The allegation was made by Pradeep Ramlall, from the Hindu Dharma Association of South Africa, who claimed they had received numerous complaints from grieving families.
"Priests are charging between R1 200 and R2 000 to conduct a funeral. This is not right. As per our scriptures, this is our seva (service) to the community. If a family wants to give a priest a donation, then that is acceptable but priests should not be charging people."
Ramlall, who also manages the Clare Estate Hindu Crematorium, said he watched a priest count his money after a funeral.
"I was in my vehicle. The priest had conducted a Covid-19 funeral. While he was in the parking lot, he removed R100 notes from his pocket and counted it before sanitising each note and putting the money back into his pocket."
He said priests who cashed-in on opportunities were exploiting people.
"Due to the rising Covid-19 deaths, families need to carry out their own funeral rituals. We have pre-recorded videos that they can use. If they insist on having a priest, then the priest can conduct the funeral through Zoom or through a WhatsApp video call. We need to embrace technology."
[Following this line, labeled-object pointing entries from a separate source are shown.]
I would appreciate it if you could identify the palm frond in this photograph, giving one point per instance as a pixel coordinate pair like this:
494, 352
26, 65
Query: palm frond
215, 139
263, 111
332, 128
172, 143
He added that the Arya Samaj of South Africa was offering the services of priests for free.
Pundit Satish Maharaj said being a priest was a calling.
"Those priests who are taking advantage of families at this time must be reprimanded. I have conducted funerals through zoom to ease the travelling costs."
Ashwin Trikamjee, the president of the South African Hindu Maha Sabha, said they had a list of accredited priests on the Sabha's Facebook page for families to contact.
"These priests will assist with no charge."
Trikamjee said the challenge some priests were having during the pandemic was that they had to attend more funerals than usual.
"These funerals are being conducted at odd hours. Priests are using their own transport and equipment. Some are expecting to be reimbursed for these costs. But the families are not obliged to pay these costs."